I decided to pursue the ‘anomalous’ project by talking to the project researcher in question. This what he said:
‘I originally recorded three main types of data: computer logging information, screen capture and webcam video, and mobile camera footage. Of these I generated (per week) about 1MB of logging data, about 26GB of screen capture and webcam footage and about 24GB of mobile footage.
‘I recorded data for three weeks (~150GB) and stored all of the originals for this period in addition to the converted files necessary for coding. I did not, however, store all the original files for the mobile video camera due to their size, approximately reducing them by half.
‘In addition to this I deleted a further nine weeks of data (~ 600-700GB) gathered during the participants’ acclimatisation period. Had the storage been available I would have kept and converted this data also, because there are a number of extremely relevant research questions that could be investigated based on it. This would have given an uncompressed total somewhere in the region of 1TB.’

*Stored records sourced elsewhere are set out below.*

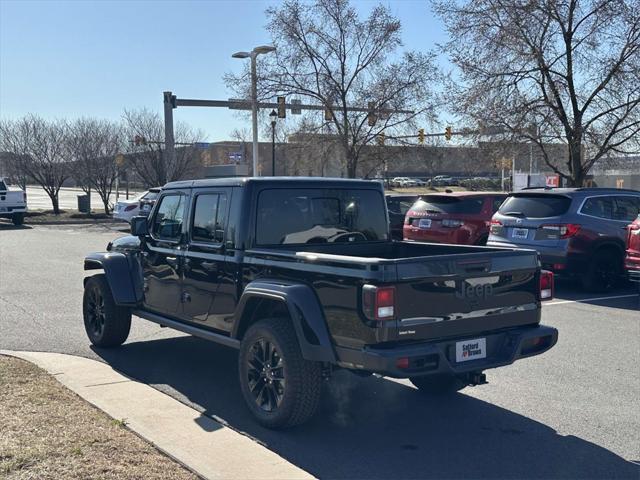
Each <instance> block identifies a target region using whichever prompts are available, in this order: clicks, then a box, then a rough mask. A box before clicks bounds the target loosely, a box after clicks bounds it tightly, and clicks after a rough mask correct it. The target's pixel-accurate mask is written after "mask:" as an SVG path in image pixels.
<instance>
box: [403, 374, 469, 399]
mask: <svg viewBox="0 0 640 480" xmlns="http://www.w3.org/2000/svg"><path fill="white" fill-rule="evenodd" d="M409 380H410V381H411V383H413V384H414V385H415V386H416V387H417V388H418V390H420V391H421V392H424V393H428V394H433V395H447V394H452V393H455V392H458V391H460V390H462V389H463V388H464V387H466V386H467V384H466V383H465V382H463V381H462V380H460V379H459V378H458V377H455V376H453V375H425V376H424V377H411V378H410V379H409Z"/></svg>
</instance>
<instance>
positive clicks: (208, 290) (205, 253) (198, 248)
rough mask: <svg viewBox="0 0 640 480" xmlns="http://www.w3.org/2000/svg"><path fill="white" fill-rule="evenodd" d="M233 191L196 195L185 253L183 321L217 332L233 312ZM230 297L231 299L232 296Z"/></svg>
mask: <svg viewBox="0 0 640 480" xmlns="http://www.w3.org/2000/svg"><path fill="white" fill-rule="evenodd" d="M230 202H231V188H217V189H206V190H201V191H196V192H195V193H194V196H193V204H192V214H191V218H190V226H189V237H190V241H189V247H188V249H187V251H186V253H185V261H184V278H183V292H182V296H183V303H182V314H181V317H182V318H183V319H184V320H187V321H189V322H193V323H197V324H200V325H203V326H207V327H210V328H214V329H217V330H227V329H228V322H226V321H225V318H227V317H228V316H229V314H230V313H232V312H233V311H234V308H235V296H234V295H233V292H234V291H235V283H234V279H233V277H232V276H231V275H229V271H228V269H227V268H226V263H227V262H226V255H227V254H228V253H230V252H227V251H226V247H225V240H226V235H227V232H226V227H227V219H228V217H229V215H228V212H229V205H230ZM230 293H231V295H230Z"/></svg>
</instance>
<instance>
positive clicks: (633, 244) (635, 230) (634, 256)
mask: <svg viewBox="0 0 640 480" xmlns="http://www.w3.org/2000/svg"><path fill="white" fill-rule="evenodd" d="M624 268H625V269H626V270H627V274H628V275H629V280H633V281H635V282H640V215H638V218H636V219H635V221H634V222H633V223H632V224H631V225H629V226H628V227H627V256H626V258H625V260H624Z"/></svg>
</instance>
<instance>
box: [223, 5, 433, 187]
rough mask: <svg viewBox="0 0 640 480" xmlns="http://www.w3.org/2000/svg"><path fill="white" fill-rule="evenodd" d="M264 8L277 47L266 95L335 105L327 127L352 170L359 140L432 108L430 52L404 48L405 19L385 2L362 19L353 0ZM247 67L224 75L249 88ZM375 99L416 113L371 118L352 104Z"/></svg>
mask: <svg viewBox="0 0 640 480" xmlns="http://www.w3.org/2000/svg"><path fill="white" fill-rule="evenodd" d="M266 15H267V18H268V24H267V29H268V31H269V33H270V34H271V37H272V42H273V45H274V46H275V47H276V49H277V50H276V52H275V53H274V54H270V55H265V56H264V57H261V61H260V64H259V65H260V69H259V72H258V75H259V88H260V96H261V98H269V97H274V96H276V95H279V94H281V95H289V96H292V95H293V96H298V97H303V98H305V99H306V100H307V101H310V102H314V103H316V104H320V105H322V106H324V107H326V108H328V109H330V111H331V112H332V114H331V118H330V119H329V120H327V121H326V131H327V133H332V134H334V135H337V137H338V138H339V141H340V144H341V146H342V148H343V150H344V152H345V155H344V157H345V159H346V172H347V175H348V176H349V177H355V176H356V172H357V168H358V159H359V156H360V153H361V151H362V148H363V147H364V146H365V145H366V144H368V143H369V142H371V141H372V140H373V139H375V137H376V135H378V134H379V133H380V132H382V131H384V130H386V132H387V136H392V135H393V132H394V131H399V130H401V129H402V128H403V127H405V126H407V122H410V121H412V120H415V119H417V118H422V117H426V116H428V114H430V113H431V112H432V100H433V97H432V93H431V92H432V91H431V88H430V87H431V85H432V84H433V82H434V80H435V78H436V68H435V66H434V63H433V55H431V54H423V53H418V52H404V53H402V54H400V52H399V49H400V47H401V38H400V22H399V20H398V19H397V18H395V17H393V15H391V13H390V10H389V8H388V7H384V6H382V5H379V6H376V7H375V8H374V9H373V10H372V11H371V13H370V15H369V16H368V18H366V19H361V18H360V17H359V16H358V13H357V12H356V10H355V8H353V7H352V6H351V5H350V3H349V1H348V0H315V1H314V2H312V3H308V2H301V1H298V0H286V1H285V2H283V3H282V4H279V5H278V6H274V7H271V8H268V9H267V11H266ZM246 73H247V72H246V71H245V72H244V74H243V75H240V76H236V75H227V76H226V81H227V84H228V85H229V87H230V88H232V89H233V90H235V91H236V93H238V94H239V95H246V93H247V91H248V75H247V74H246ZM370 103H371V104H372V106H373V110H374V111H378V110H384V109H390V110H399V109H405V110H412V111H414V113H413V114H410V115H406V114H396V113H393V114H389V115H386V116H382V115H379V116H378V121H377V122H376V124H375V125H374V126H369V125H368V121H367V118H368V117H367V112H353V111H350V110H349V107H354V106H357V107H367V108H368V105H369V104H370ZM316 115H317V117H316V118H319V115H320V114H318V113H316ZM316 123H320V122H317V121H316Z"/></svg>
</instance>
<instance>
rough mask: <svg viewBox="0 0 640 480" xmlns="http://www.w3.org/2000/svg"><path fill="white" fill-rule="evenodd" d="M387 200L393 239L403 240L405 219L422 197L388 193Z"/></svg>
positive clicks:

Quite a difference, then, from the original 50 gigabytes guessed at by the PI.
This raises a number of questions. The first is about the confidence with which one can ask questions at ‘one remove’ about data use and have faith in the answers; even when there is no real prediction involved. When prediction is involved based on insufficient information then the quality of the answer is likely to be poor. If a question is motivated by the need to plan ahead, a ‘good’ answer is needed if good plans are to be made. Good data management planning requires good information: the inelegant dictum: ‘garbage in: garbage out’ applies. We are currently being asked to answer many questions, or having ourselves to ask them, about future data management needs. How, then, to we get good information upon which to base our data management?
Equally important, though, is the question of information proliferation. Currently there are about 130 GB of data on file for the project in question. With good house-keeping (aka, delete-and-be-damned) there might, say, be 50 gigabytes. How much of the 1TB that might be collected by project end would have been kept if the principal driver were to maximize the amount of data available for re-use? Presumably all of it, together with additional contextualizing data to maximize its amenability to re-use. But of course, that’s not the end of it: this data will need to be ‘managed’ during the project in accordance with the data management policies in force, and managed thereafter during the period appropriate to its continued usefulness and research funder policy.
So my question is: ‘to what extent will our data storage needs and concomitant management effort be inflated by the act of formalizing research data management?’.
And: ‘Can the research budget afford it?’.
Your views, as ever, most welcome.